China’s recent approval of 105 domestic games indicates a potential policy shift, suggesting a softer stance after the gaming industry faced an $80 billion market value loss due to recent tightened restrictions, as reported by Bloomberg. Notably, the approved titles include games operated by Tencent Holdings Ltd. and NetEase Inc., major game publishers in China significantly impacted by Beijing’s stringent regulations.
The approvals highlight the apparent support of Chinese authorities for the development of the online gaming sector, as mentioned by an industry association in a WeChat post republished by the official Xinhua news agency.
This move comes shortly after the National Press and Publication Administration (NPPA) announced new rules on Friday aimed at limiting the development of online games in China. These rules include an unspecified cap on spending by adult players, a ban on rewards for frequent logins, forced player-duels, and a prohibition on content violating national security. The announcement triggered a market reaction, leading to a substantial drop in Tencent and NetEase’s market value in Hong Kong.
Despite the NPPA’s subsequent approval of 40 imported gaming titles during Friday’s trading hours, investor confidence remained subdued. Industry analysts, including those from Citi, initially suggested that Tencent and NetEase might not be significantly affected by the new restrictions. However, both companies experienced a decline in US trading.
Responding to market concerns, the NPPA stated on Saturday that it would consider feedback from stakeholders, including companies and players, to enhance the rules. The sudden and sweeping restrictions have drawn comparisons to the tech-sector crackdown in 2021, where various agencies imposed abrupt curbs on sectors ranging from e-commerce to entertainment, affecting companies like Ant Group Co. and Alibaba Group Holding Ltd.
Bloomberg quoted Yang Wenfeng, a senior vice president with Shanghai-based games studio Paper Games, saying, “The latest events reflect the government’s desire for a larger, more diverse gaming landscape with innovative content of higher quality but one without excessive monetisation or ‘pay-to-win’ games.” He added, “The government prefers publishers to earn profits through fair practices and product innovation, rather than deepening monetisation strategies.”

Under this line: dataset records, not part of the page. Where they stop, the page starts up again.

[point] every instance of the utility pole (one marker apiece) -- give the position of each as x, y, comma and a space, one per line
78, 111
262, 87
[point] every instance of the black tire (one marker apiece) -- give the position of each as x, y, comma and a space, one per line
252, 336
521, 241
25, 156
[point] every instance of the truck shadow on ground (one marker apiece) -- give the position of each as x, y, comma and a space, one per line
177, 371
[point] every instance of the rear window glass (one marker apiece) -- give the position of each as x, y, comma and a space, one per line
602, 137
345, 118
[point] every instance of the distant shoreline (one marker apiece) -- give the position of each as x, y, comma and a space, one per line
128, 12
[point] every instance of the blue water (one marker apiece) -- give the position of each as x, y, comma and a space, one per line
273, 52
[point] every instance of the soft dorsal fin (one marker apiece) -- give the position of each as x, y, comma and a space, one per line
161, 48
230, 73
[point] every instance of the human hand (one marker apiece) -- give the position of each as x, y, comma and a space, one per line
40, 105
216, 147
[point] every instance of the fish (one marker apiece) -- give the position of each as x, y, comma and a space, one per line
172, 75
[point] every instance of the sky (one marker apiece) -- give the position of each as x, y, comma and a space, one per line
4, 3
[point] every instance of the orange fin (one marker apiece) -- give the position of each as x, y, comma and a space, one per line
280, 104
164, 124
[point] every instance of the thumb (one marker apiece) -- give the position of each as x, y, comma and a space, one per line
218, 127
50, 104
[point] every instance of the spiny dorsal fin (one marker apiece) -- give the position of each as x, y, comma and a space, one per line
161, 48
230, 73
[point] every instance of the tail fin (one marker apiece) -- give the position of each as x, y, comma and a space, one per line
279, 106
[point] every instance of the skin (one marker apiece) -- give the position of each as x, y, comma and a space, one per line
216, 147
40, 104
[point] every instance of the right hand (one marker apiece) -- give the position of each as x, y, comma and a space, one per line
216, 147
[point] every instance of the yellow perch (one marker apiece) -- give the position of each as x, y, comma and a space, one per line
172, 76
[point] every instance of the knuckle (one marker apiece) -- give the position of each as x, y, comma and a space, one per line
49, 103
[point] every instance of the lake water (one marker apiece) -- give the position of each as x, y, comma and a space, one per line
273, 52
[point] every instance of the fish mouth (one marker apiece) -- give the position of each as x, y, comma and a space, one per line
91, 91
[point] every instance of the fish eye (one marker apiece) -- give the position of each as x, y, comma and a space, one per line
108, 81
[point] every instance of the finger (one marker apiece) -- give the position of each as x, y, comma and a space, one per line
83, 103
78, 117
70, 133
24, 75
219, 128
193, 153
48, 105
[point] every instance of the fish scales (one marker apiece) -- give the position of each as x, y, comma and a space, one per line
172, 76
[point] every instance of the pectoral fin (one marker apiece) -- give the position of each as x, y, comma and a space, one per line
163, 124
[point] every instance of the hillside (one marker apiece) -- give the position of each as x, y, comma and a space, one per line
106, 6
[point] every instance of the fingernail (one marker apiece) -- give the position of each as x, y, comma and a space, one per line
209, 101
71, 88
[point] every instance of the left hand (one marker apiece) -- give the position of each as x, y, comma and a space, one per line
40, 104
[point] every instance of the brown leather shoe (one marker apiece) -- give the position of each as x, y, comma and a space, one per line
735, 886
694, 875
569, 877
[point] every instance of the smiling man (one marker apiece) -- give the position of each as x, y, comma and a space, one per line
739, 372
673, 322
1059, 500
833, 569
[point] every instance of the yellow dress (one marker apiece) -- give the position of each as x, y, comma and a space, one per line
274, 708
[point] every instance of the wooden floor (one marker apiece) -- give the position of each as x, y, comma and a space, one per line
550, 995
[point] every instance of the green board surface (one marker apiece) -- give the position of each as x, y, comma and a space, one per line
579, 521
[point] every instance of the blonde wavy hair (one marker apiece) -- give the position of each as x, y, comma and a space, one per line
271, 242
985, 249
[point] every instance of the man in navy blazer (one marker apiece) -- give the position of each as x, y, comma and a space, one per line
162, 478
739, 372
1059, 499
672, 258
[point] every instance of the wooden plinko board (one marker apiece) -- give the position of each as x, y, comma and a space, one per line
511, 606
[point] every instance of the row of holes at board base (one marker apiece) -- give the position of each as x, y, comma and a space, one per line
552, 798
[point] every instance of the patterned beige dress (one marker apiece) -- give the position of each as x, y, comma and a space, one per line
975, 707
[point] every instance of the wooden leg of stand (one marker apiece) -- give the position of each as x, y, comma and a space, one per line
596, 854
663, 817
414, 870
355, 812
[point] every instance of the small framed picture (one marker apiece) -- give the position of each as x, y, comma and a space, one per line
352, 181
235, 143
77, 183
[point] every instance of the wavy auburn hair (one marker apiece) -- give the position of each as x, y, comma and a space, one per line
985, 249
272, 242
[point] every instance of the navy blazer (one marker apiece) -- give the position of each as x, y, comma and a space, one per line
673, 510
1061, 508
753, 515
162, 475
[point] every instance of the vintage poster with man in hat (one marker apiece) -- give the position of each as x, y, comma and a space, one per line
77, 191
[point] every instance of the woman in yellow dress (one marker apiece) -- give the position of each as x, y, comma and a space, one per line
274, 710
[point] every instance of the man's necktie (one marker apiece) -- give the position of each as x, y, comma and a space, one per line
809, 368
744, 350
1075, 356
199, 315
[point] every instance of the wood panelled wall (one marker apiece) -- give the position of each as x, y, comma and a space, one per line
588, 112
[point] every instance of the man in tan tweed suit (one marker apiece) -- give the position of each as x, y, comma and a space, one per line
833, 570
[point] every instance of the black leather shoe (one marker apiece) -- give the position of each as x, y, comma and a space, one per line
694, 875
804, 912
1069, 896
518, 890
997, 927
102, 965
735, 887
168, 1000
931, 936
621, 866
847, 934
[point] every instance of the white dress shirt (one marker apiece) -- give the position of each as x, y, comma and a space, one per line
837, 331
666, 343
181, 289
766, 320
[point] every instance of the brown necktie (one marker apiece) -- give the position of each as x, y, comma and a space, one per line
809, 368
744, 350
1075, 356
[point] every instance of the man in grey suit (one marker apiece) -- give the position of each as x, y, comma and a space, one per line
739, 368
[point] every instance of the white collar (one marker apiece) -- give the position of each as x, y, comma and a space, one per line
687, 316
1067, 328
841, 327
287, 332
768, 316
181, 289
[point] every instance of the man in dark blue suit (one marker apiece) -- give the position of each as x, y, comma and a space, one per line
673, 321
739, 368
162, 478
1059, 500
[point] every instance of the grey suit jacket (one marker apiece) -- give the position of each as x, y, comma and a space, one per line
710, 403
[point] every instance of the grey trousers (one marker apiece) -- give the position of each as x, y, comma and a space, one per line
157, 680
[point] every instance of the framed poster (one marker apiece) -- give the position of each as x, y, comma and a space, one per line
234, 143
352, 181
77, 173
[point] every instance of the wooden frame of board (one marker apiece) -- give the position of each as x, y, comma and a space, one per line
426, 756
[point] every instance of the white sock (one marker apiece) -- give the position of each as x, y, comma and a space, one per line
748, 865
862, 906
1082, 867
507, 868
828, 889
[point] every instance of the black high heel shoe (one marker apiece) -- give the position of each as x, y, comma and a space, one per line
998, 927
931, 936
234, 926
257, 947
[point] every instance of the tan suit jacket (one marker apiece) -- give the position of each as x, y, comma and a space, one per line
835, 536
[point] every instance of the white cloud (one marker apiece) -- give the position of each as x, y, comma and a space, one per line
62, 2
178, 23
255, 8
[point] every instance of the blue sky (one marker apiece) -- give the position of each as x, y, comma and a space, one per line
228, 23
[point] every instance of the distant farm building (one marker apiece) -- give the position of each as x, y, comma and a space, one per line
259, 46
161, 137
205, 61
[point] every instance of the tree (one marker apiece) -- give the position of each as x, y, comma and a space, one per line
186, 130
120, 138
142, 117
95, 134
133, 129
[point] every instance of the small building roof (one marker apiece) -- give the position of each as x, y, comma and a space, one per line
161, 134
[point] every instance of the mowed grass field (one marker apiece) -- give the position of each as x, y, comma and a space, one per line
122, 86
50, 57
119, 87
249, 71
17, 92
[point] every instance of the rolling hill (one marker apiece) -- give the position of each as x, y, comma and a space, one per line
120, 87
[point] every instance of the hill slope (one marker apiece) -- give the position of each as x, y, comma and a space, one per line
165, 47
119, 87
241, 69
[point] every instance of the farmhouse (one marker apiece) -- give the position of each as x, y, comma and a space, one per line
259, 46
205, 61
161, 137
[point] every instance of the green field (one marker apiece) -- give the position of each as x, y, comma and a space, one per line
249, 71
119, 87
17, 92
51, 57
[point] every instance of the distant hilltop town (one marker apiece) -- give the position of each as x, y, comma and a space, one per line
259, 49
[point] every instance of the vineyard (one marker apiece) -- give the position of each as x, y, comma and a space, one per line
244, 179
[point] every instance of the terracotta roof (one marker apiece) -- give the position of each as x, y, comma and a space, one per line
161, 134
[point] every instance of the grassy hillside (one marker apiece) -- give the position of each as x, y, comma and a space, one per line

The situation has highlighted the evolving dynamics of China’s approach to its gaming industry. The recent approvals suggest an effort to strike a balance between fostering innovation and quality content while addressing concerns about excessive monetization and potential negative social impacts. It remains to be seen how the industry responds and adapts to these shifting regulatory landscapes in the coming months.